Mr De Gucht, in an interview with the FT on Monday, said only 17 per cent of the worldwide total of supposedly short-term protectionist measures put in place in the first phase of the global financial crisis had been reversed. “It is true that in the 2008-2009 crisis there was not a significant rise in protectionism,” he said in an interview. “But … the protectionist measures taken during that time and were supposed to disappear – most of them are still in force … Now you see a second wave of protectionism that is more structural.”

China has recently been criticised for imposing new export restrictions and trying to force foreign investors to share intellectual property. Mr De Gucht added that Russia, which is on the brink of joining the WTO after 18 years of negotiations, had tried to maintain so-called “local content” rules for foreign investors to stipulate a minimum amount of domestic input, and that Brazil was also asking for technology transfer agreements.

Mr De Gucht said the WTO needed to be strengthened to restrain such actions. Trade ministers from all the organisation’s 153 member countries meet in Geneva next month, the first general summit since 2005. But “not much of what we have been doing recently makes the WTO stronger – I would say rather the contrary,” he said. The meeting will attempt to update the WTO’s government procurement agreement, which opens public contracts to international bidding, but the EU is currently unhappy with the limited offers of liberalisation made by Japan and the US.
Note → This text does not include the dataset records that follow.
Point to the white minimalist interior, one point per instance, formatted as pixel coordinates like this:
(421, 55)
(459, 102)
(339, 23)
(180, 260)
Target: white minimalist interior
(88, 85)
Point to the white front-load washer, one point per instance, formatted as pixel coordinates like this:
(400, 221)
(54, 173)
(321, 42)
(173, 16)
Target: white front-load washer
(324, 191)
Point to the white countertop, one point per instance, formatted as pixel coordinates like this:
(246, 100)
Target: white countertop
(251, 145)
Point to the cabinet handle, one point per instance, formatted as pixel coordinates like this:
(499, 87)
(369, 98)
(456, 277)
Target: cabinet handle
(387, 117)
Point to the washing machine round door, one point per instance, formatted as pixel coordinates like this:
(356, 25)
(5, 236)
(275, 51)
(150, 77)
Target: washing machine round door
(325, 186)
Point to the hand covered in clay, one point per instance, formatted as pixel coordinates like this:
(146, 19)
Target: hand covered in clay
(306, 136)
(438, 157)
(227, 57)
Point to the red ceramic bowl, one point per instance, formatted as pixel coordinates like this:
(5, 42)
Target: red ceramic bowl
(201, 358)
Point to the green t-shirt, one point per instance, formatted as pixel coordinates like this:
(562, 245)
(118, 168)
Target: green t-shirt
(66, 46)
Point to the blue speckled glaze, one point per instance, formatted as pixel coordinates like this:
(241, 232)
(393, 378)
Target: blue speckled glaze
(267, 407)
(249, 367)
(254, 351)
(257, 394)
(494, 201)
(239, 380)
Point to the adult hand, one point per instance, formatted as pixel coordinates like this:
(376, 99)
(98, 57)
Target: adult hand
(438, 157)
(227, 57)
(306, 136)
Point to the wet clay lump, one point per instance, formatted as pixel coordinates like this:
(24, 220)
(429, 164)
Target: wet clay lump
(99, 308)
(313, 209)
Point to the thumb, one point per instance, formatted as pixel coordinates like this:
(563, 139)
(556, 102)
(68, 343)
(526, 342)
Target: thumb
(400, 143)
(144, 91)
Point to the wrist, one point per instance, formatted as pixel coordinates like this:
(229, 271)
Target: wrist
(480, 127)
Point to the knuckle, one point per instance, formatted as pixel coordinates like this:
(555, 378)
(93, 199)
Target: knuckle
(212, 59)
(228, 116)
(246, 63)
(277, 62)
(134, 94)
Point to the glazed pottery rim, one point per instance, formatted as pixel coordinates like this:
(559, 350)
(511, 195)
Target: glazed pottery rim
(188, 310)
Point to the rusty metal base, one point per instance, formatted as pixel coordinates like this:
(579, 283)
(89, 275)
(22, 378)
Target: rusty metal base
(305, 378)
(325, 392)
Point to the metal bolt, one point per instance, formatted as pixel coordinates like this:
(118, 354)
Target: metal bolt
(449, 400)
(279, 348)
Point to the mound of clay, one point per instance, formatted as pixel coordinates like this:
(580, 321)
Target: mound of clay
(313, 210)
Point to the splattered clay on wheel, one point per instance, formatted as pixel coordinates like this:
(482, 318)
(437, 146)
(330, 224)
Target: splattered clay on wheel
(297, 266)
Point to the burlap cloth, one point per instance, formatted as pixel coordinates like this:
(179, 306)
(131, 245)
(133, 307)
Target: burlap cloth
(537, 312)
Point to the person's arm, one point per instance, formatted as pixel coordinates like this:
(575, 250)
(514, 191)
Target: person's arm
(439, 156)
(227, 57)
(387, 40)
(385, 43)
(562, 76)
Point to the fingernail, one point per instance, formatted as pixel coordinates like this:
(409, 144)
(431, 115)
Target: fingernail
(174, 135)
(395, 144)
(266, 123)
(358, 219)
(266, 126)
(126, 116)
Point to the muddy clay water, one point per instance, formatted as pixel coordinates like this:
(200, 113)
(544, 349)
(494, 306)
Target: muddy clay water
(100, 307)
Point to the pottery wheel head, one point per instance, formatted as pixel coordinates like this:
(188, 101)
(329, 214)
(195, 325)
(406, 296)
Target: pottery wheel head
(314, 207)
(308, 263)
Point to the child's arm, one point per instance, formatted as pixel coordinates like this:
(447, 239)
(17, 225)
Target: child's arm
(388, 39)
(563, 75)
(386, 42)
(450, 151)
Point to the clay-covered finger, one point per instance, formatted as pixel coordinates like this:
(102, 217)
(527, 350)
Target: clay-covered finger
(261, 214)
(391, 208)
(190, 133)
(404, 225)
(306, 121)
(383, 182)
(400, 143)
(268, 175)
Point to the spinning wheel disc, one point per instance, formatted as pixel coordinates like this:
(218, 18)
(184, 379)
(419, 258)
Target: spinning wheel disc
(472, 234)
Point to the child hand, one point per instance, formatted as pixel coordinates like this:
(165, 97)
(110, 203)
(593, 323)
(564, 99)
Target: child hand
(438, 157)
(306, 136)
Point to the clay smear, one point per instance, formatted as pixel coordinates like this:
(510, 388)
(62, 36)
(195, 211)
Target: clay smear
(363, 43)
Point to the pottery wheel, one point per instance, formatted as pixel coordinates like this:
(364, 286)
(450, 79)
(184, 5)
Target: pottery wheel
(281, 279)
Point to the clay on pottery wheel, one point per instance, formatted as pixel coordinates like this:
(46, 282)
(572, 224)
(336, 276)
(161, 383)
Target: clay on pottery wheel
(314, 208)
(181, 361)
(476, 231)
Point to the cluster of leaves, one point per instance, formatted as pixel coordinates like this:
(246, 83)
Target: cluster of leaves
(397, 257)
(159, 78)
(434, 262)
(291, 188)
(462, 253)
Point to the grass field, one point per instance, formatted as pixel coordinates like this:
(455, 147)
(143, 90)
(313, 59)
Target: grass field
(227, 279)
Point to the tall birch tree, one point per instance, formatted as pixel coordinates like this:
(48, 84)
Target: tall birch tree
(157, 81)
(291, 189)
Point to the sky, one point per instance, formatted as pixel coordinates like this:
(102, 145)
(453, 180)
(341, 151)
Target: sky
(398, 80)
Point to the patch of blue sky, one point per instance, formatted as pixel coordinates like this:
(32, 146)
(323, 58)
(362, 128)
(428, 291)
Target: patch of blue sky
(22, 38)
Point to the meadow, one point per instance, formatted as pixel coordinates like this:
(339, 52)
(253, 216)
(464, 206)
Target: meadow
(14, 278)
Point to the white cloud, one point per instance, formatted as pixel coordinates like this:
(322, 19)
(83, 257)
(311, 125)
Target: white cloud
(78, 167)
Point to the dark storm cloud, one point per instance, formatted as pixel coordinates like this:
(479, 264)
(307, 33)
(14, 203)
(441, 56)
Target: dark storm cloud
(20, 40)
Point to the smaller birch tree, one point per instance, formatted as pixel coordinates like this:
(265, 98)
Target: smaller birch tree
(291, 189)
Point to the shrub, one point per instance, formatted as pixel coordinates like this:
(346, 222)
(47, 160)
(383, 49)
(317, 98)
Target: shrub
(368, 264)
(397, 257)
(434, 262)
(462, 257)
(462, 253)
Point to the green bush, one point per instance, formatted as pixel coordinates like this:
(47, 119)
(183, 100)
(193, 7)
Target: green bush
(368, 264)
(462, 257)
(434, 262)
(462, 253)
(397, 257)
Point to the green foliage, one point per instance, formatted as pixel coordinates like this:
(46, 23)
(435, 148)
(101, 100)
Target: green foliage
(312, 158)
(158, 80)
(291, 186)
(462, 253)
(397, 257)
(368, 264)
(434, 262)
The US has sought to extend trade rules and put pressure on China by proposing a deal with a group of Asia-Pacific nations including Australia, Vietnam and Malaysia. Mr De Gucht said that he wished the US well with the deal, which seeks to introduce new rules constraining the actions of state-owned enterprises. The EU has been seeking similarly tough rules in its negotiations with India and other countries.

But the commissioner added that EU’s attempts to negotiate with the Association of South-East Asian Nations (Asean) – which have in effect stalled –showed that such agreements were “very difficult to do”.

“The regional integration among these countries compared to, say, the regional integration of the EU is quite different,” Mr De Gucht said. “It is not that easy to make agreements with a region. Probably that is what the US is going to witness – that it has its own difficulties, its own intricacies.”